Again, the root is "raise", which is the first guess in any game using the MaximumEntropy strategy, and if the first score is 🟫🟫🟫🟫🟫 then the second guess will be "mulch". But now in this selection of games the guess after "mulch" was "bully", "cloud" or "whoop" in different games.

In other words some of the games from the 12 randomly selected targets overlapped in both the first and second guesses. Also, one of the games, for the target "satyr", got the target on the second guess.

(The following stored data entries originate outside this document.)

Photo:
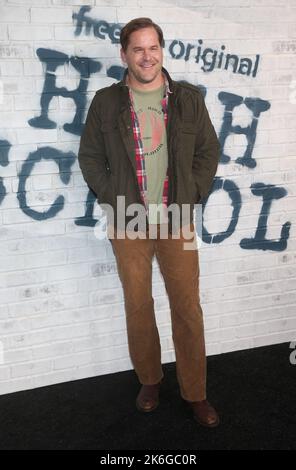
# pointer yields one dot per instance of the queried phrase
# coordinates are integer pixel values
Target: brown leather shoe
(148, 398)
(204, 413)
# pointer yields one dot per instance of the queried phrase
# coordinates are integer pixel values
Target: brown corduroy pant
(180, 270)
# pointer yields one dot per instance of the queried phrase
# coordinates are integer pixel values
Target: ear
(122, 54)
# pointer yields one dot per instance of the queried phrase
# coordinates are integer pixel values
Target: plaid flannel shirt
(140, 159)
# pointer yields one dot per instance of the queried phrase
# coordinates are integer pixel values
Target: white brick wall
(61, 304)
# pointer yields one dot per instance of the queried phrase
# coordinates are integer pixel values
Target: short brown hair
(135, 25)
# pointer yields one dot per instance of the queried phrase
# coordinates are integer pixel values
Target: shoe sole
(213, 425)
(146, 410)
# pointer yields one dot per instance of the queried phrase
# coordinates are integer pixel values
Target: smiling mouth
(148, 66)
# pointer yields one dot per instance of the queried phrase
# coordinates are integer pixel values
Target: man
(150, 139)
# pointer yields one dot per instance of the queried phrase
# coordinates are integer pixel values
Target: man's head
(141, 49)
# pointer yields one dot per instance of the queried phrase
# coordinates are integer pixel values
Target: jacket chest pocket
(187, 133)
(112, 142)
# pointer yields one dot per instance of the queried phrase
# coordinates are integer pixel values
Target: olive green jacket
(107, 151)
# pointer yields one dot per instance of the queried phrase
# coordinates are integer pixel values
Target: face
(144, 57)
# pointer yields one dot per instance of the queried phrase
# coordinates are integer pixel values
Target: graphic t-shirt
(148, 108)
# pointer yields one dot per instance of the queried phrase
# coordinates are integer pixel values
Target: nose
(146, 55)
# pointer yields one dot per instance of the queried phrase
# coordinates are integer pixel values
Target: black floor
(254, 392)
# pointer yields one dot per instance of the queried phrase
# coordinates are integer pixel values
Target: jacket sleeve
(91, 156)
(207, 151)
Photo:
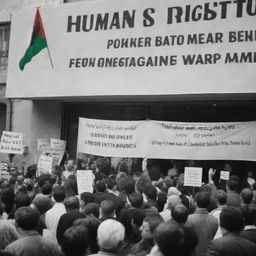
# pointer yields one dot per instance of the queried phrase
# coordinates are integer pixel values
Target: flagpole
(49, 55)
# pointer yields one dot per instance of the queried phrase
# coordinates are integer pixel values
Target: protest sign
(224, 175)
(85, 179)
(45, 164)
(193, 176)
(57, 148)
(11, 143)
(112, 138)
(43, 145)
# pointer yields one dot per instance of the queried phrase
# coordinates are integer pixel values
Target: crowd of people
(135, 210)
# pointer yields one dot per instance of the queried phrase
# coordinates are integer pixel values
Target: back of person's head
(126, 184)
(46, 189)
(249, 213)
(136, 199)
(175, 240)
(86, 197)
(138, 216)
(59, 193)
(71, 203)
(233, 183)
(110, 235)
(2, 208)
(107, 209)
(179, 213)
(75, 241)
(231, 219)
(22, 199)
(221, 197)
(100, 186)
(42, 203)
(150, 192)
(247, 195)
(202, 199)
(92, 209)
(92, 224)
(27, 218)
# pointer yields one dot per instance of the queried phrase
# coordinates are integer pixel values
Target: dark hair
(27, 218)
(202, 199)
(138, 216)
(107, 208)
(221, 196)
(231, 218)
(92, 209)
(153, 221)
(71, 203)
(247, 195)
(100, 186)
(175, 240)
(150, 192)
(46, 189)
(59, 193)
(249, 213)
(22, 199)
(92, 224)
(136, 199)
(75, 241)
(179, 213)
(86, 197)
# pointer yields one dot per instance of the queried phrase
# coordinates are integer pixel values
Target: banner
(112, 138)
(136, 47)
(85, 179)
(193, 176)
(57, 148)
(168, 140)
(11, 143)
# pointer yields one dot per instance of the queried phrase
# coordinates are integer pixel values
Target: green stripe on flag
(38, 44)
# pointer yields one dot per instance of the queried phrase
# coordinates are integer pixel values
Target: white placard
(85, 180)
(136, 47)
(11, 143)
(112, 138)
(43, 145)
(224, 175)
(57, 148)
(193, 176)
(45, 164)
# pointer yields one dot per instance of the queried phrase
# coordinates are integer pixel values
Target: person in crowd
(231, 243)
(175, 240)
(179, 214)
(110, 236)
(53, 215)
(221, 201)
(144, 246)
(75, 241)
(8, 233)
(107, 210)
(92, 224)
(202, 223)
(67, 219)
(92, 209)
(249, 214)
(31, 242)
(233, 197)
(246, 196)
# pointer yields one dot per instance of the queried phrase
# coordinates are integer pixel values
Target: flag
(38, 41)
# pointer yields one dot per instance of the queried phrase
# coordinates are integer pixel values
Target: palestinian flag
(38, 41)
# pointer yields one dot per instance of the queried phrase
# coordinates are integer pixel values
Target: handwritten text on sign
(11, 143)
(135, 45)
(176, 140)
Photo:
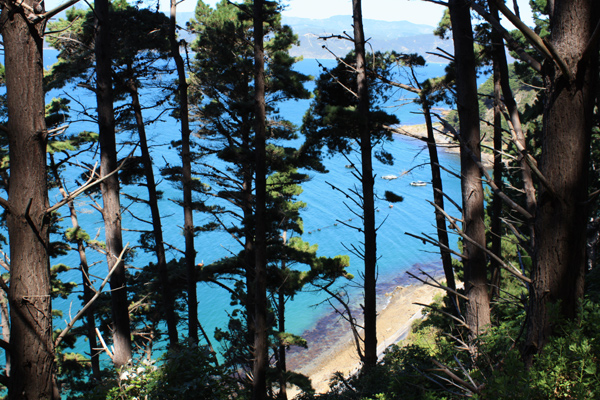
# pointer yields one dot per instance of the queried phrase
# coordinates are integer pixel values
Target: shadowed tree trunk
(88, 290)
(31, 345)
(111, 210)
(261, 362)
(500, 62)
(168, 301)
(438, 197)
(478, 306)
(496, 214)
(560, 222)
(186, 180)
(370, 251)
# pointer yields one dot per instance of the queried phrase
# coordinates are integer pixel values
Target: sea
(325, 217)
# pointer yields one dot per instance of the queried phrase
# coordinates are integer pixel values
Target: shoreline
(444, 141)
(335, 351)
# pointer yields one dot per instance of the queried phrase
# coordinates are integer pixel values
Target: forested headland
(518, 313)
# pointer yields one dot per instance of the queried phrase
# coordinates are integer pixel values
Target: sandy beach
(339, 355)
(444, 141)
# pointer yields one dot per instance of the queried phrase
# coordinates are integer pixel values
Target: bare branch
(64, 332)
(54, 11)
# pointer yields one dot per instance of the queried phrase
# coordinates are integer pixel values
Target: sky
(416, 11)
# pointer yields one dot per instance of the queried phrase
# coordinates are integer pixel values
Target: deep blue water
(397, 251)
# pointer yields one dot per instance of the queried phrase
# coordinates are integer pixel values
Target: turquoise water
(397, 251)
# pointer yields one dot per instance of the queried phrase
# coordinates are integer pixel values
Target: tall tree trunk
(496, 214)
(370, 284)
(32, 348)
(111, 211)
(5, 322)
(499, 56)
(261, 362)
(281, 359)
(159, 247)
(478, 306)
(560, 222)
(88, 291)
(438, 198)
(186, 180)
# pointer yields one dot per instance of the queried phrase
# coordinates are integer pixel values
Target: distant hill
(402, 36)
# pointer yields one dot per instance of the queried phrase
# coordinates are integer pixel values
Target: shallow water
(326, 208)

A tree representation of all possible games can be written to a file as

julia> open("wordle_tree.txt", "w") do io
           print_tree(io, tree(wordle); maxdepth=9)
       end

but it may be more interesting to use some of the tools in AbstractTrees.jl to explore the tree itself.